The query will fetch the ten first quotes by Robert Foster sorted by the quote itself. Note that string parameters must be either bound using ezcQuery::bindParam()/ezcQueryBindValue() or escaped and quoted manually.

The final example shows that you in a similar way to the SELECT query can insert, update and delete rows from a table using the query abstraction layer.

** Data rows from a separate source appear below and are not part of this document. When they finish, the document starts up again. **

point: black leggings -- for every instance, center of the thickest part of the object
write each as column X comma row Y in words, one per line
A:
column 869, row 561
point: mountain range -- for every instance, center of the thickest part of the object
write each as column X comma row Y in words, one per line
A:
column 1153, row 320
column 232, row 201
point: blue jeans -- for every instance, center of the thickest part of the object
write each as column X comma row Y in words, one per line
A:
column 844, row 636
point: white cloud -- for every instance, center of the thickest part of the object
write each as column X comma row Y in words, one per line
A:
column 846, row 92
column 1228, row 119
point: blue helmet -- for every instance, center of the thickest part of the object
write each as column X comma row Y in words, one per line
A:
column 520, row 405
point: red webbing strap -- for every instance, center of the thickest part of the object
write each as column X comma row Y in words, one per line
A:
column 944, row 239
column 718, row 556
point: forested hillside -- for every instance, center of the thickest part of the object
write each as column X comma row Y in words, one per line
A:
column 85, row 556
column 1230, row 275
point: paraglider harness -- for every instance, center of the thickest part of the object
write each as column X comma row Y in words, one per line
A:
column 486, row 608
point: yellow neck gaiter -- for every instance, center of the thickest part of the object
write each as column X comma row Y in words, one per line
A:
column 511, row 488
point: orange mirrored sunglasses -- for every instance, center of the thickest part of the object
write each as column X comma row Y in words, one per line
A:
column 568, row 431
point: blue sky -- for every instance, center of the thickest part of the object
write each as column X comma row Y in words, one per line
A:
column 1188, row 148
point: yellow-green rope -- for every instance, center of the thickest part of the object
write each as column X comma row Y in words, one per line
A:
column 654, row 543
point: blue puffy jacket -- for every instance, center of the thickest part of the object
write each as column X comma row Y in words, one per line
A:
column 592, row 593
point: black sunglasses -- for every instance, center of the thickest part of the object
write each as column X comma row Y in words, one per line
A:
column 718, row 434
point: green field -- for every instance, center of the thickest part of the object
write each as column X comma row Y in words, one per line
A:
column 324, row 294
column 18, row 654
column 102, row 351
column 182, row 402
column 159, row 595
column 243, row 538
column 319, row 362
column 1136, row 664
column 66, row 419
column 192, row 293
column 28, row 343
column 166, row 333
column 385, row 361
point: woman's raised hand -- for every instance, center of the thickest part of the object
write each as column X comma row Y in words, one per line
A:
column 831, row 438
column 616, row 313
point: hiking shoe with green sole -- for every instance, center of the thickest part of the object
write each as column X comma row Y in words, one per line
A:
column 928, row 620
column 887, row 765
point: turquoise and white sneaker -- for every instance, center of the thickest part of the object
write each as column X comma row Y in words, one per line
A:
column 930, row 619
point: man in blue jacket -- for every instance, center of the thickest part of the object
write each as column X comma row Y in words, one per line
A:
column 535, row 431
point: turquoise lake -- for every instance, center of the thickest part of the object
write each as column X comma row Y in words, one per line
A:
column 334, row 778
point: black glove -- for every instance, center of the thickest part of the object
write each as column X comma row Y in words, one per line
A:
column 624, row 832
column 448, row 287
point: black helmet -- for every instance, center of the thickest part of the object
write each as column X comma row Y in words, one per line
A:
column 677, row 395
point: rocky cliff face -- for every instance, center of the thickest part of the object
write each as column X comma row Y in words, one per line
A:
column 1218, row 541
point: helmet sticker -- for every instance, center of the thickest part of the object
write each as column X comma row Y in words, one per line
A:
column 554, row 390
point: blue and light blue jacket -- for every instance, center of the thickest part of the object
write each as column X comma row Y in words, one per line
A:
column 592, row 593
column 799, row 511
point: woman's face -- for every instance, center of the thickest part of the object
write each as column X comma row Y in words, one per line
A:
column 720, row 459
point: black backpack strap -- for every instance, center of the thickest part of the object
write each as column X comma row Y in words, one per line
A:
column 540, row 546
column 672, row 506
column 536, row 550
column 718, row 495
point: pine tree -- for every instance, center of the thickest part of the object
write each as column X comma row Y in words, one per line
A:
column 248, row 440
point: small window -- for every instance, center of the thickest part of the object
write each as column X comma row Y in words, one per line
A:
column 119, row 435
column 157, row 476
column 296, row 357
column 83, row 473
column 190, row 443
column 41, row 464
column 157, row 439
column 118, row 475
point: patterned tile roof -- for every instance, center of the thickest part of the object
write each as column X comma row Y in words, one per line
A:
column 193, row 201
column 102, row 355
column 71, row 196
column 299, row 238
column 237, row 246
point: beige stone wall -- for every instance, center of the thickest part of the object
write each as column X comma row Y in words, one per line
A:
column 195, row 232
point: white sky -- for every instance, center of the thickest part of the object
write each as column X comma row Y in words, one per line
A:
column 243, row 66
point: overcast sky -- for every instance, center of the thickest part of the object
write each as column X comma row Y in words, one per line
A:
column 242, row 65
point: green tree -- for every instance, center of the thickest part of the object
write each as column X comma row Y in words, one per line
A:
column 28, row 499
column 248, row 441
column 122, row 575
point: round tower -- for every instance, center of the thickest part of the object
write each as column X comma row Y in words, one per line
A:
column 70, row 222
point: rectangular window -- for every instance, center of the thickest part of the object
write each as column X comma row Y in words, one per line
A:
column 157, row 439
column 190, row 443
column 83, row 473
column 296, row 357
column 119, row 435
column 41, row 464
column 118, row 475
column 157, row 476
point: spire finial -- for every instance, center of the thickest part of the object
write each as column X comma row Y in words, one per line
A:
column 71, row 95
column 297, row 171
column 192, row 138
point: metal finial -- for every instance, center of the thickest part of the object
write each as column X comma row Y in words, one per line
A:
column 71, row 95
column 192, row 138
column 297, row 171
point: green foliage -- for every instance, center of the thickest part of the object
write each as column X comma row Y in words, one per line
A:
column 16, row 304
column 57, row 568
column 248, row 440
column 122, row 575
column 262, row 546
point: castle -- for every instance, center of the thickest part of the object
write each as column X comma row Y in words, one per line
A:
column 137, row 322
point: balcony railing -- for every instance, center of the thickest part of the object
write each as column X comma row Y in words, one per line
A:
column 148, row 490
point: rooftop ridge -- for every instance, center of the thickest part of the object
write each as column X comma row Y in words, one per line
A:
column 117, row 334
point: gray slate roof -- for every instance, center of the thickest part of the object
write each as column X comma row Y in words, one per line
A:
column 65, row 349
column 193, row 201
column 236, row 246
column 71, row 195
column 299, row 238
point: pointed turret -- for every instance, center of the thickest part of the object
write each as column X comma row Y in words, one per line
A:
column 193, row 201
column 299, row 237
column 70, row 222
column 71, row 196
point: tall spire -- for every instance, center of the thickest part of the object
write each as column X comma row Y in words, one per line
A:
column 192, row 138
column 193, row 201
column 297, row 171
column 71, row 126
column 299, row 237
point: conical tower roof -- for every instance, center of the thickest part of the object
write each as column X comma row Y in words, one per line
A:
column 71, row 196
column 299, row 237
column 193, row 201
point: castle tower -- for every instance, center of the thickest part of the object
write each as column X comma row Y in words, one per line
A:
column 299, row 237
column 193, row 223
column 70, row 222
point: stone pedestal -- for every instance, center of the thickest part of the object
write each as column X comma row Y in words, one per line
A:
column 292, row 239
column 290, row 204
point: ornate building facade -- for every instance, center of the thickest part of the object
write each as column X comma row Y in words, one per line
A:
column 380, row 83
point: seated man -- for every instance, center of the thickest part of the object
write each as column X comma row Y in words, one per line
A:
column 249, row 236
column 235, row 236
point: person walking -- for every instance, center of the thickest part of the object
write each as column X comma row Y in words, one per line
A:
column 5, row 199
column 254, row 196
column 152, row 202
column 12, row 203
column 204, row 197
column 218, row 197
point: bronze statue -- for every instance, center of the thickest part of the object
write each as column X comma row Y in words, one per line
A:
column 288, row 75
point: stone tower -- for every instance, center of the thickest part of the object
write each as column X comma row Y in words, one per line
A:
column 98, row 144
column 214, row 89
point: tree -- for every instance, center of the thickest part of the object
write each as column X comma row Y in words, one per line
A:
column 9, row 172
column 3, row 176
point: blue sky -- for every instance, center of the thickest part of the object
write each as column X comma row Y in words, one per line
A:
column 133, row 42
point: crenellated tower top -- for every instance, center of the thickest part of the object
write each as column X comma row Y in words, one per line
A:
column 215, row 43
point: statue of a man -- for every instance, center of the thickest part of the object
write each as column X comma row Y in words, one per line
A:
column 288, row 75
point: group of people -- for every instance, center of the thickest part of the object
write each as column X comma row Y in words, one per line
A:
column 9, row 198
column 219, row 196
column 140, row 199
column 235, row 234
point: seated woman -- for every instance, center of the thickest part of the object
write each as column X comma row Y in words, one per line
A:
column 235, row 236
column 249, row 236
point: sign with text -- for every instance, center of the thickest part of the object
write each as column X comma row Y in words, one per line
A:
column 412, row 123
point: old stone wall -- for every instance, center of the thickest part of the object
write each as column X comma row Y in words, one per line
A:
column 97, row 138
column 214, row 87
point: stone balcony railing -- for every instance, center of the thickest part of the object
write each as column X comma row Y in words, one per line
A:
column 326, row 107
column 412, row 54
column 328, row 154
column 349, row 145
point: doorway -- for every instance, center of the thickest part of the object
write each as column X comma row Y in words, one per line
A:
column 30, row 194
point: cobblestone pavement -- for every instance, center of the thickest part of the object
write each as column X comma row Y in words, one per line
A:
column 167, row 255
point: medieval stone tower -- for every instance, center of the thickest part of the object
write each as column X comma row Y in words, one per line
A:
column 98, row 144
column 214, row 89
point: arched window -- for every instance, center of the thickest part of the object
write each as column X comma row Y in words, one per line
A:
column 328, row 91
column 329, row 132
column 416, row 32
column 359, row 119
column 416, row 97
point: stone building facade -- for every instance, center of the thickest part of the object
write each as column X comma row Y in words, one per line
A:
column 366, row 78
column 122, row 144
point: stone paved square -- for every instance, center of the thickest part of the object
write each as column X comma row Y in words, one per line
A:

The final example shows how to create and use basic INSERT, UPDATE and DELETE query objects.

  1. <?php
  2. $db = ezcDbInstance::get();
  3. // Insert
  4. $q = $db->createInsertQuery();
  5. $q->insertInto( 'quotes' )
  6. ->set( 'id', 1 )
  7. ->set( 'name', $q->bindValue( 'Robert Foster' ) )
  8. ->set( 'quote', $q->bindValue( "It doesn't look as if it's ever used!" ) );
  9. $q->prepare();
  10. $q->execute();
  11. // update
  12. $q = $db->createUpdateQuery();
  13. $q->update( 'quotes' )
  14. ->set( 'quote', 'His skin is cold... Like plastic...' )
  15. ->where( $q->expr->eq( 'id', 1 ) );
  16. $q->prepare();
  17. $q->execute();
  18. // delete
  19. $q = $db->createDeleteQuery();
  20. $q->deleteFrom( 'quotes' )
  21. ->where( $q->expr->eq( $q->bindValue( 'Robert Foster' ) ) );
  22. $q->prepare();
  23. $q->execute();
  24. ?>

Avoiding SQL injection

SQL injection is possibly the biggest single cause of major security problems in web applications. SQL injections are caused when building SQL statements and parts of the statement is built up of untrusted data. If the untrusted data is not escaped properly or checked for proper input you will have a possible SQL injection problem.

With the introduction of bound values it is possible to avoid SQL injection altogether. Simply always use bind to insert untrusted data into a query. This is usually also more efficient since you don't need to escape the data and the SQL server does not have to parse it as part of the query string.

Adding support for a new database

This chapter explains the basic steps you have to go through when creating support for a new database. The following steps are rudimentary but should help you along the way. If you require additional information, feel free to ask in the forums.

  1. Check out the Database component from the eZ systems SVN server. This is necessary in order to use the testing system. This allows you to easily see if your code works as it should.
  2. Create a handler for the new database. The handler must inherit from ezcDbHandler. Don't reimplement the methods for the query abstraction layer. They will then default to MySQL syntax.
  3. Run the test system and check if any of them fail. If any tests fail you have to extend the class and method in question and make sure that the generated SQL is correct for your database. When no tests fail: congratulations you are done.